Let \(V\) be the set of variables for the CSP, and let

\[ V = \{a_1, a_2, \dots, a_m\} \cup \{d_1, d_2, \dots, d_n\}, \]

where \(a_i\) is the word in the \(i\)-Across clue and \(m\) is the number of across clues in the grid; and \(d_j\) is the word in the \(j\)-Down clue and \(n\) is the number of down clues in the grid. So, there is one variable for each clue, and each variable is set to the chosen word for its respective clue.

Let \(D\) be the set of domains for the CSP, and let

\[ D = \{ D_v \mid v \in V \} \]

where

\[ D_v = \text{the set of word-list words that match the filter for the clue that $v$ represents}. \]

Let \(I\) be the set of intersection constraints for the CSP, and let

\[\begin{split} I = \left\{ \begin{aligned} I_{v_1v_2} \mid v_1, v_2 \in V &\land \text{The clues for $v_1$ and $v_2$ intersect each other} \\ &\land \text{The clue for $v_1$ appears before the clue for $v_2$ in the clue list} \\ \end{aligned} \right\} \end{split}\]

where

\[\begin{split} \begin{aligned} I_{v_1v_2} = \ &\text{The values of $v_1$ and $v_2$ have the same letter} \\ &\text{at the offsets where their clues intersect}. \end{aligned} \end{split}\]

Let \(Q\) be the set of unique word constraints, and let

\[\begin{split} Q = \left\{ \begin{aligned} Q_{v_iv_j} \mid v_i, v_j \in V & \land i \neq j \\ & \land \text{The clues for $v_i$ and $v_j$ have the same length} \\ & \land \text{The clue for $v_i$ appears before the clue for $v_j$} \\ & \hspace{1.2em} \text{in the clue list} \\ \end{aligned} \right\}. \end{split}\]

where

\[ Q_{v_1v_2} = (\text{The value of } v_1 \neq \text{the value of } v_2) \]

Let \(C\) be the set of constraints for the CSP, and let

\[ C = I \cup Q. \]

Solution to the CSP

A solution to this CSP assigns a word to each clue. Suppose that the CSP has a generic Engish word list, and the following grid:

+---+---+---+---+
| ■ | ■ | ■ | N |
+---+---+---+---+
| T | I | M |   |
+---+---+---+---+
| ■ | ■ | ■ | X |
+---+---+---+---+
| W | E | S |   |
+---+---+---+---+

Then, the unique solution to the CSP is

\[\begin{align*} a_1 &= \text{TIME} \\ a_2 &= \text{WEST} \\ d_1 &= \text{NEXT}.\\ \end{align*}\]

The AC-3 algorithm

However, our goal is not to find a solution to the CSP; our goal is to find the set of possible words for a clue. To do this, we use the AC-3 algorithm. The AC-3 algorithm accepts a CSP model and returns arc-consistent domains for every variable in the CSP.
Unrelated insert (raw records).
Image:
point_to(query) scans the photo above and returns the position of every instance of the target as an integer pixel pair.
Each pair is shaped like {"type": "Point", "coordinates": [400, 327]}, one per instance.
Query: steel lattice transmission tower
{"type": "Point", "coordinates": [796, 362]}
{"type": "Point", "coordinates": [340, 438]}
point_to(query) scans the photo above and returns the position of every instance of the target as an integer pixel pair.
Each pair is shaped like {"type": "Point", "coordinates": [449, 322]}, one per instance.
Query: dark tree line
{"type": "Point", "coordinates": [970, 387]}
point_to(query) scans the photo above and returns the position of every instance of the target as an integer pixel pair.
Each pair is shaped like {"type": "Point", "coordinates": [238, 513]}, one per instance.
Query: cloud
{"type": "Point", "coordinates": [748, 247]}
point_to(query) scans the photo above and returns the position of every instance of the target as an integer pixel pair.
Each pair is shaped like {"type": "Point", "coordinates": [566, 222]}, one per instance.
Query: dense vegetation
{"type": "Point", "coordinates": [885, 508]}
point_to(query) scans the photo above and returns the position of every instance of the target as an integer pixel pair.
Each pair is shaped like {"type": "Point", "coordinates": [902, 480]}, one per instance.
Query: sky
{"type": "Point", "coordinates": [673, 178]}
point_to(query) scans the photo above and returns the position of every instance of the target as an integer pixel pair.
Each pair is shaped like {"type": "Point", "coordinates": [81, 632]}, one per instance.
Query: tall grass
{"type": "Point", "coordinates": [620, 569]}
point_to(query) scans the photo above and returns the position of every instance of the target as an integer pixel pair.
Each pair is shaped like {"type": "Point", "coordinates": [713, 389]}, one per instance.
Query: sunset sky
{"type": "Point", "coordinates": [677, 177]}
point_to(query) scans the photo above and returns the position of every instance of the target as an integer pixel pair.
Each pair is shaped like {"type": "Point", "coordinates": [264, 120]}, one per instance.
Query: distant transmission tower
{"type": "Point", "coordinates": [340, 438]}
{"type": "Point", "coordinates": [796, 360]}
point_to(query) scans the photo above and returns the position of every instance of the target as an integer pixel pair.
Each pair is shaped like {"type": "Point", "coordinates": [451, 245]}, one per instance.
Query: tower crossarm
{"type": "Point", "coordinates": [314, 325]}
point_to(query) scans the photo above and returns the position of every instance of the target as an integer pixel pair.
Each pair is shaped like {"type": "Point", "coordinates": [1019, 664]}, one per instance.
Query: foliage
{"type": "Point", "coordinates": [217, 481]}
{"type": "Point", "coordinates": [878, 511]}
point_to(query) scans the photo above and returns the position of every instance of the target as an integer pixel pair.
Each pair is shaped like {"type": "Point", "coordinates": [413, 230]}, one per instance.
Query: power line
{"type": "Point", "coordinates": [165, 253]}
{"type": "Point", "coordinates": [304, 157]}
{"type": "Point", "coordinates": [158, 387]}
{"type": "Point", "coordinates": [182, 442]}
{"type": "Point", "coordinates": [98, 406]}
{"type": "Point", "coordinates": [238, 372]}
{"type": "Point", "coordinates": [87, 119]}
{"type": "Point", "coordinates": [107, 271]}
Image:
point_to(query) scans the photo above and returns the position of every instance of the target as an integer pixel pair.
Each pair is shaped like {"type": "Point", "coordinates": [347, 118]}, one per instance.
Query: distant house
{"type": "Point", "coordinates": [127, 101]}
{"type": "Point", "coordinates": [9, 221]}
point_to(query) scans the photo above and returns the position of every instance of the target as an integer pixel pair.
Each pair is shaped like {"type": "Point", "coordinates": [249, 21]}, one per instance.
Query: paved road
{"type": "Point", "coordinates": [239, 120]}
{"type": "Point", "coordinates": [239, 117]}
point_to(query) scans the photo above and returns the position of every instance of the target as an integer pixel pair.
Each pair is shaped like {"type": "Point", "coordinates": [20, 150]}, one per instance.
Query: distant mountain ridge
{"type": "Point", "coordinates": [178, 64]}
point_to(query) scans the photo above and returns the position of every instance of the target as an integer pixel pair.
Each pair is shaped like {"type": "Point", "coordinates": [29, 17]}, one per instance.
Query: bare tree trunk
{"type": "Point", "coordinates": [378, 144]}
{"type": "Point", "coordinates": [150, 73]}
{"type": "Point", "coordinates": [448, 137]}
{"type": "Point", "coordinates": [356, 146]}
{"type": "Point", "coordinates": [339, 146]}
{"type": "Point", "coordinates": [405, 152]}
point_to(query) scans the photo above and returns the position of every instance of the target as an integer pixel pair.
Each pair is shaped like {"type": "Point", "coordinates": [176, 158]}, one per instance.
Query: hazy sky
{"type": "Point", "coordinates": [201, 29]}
For our grid-filling CSP, this means that the AC-3 algorithm returns a set of possible words for each clue. Furthermore, each set contains every possible word that the clue can be and no word that the clue cannot be. In other words, there are no dead-end words in any set, and no words are “missing” from any set.

Performance

This algorithm must be implemented asynchronously. It is too slow to run synchronously.

Furthermore, if the grid is too sparse, this algorithm will run indefinitely. So, we should revert to a simpler word suggestion algorithm when the grid is sparse.

Caching

It should be possible to cache results, but the way to do so is not immediately obvious. The problem is that the AC-3 algorithm can only reduce the domains. It can never add values back into them.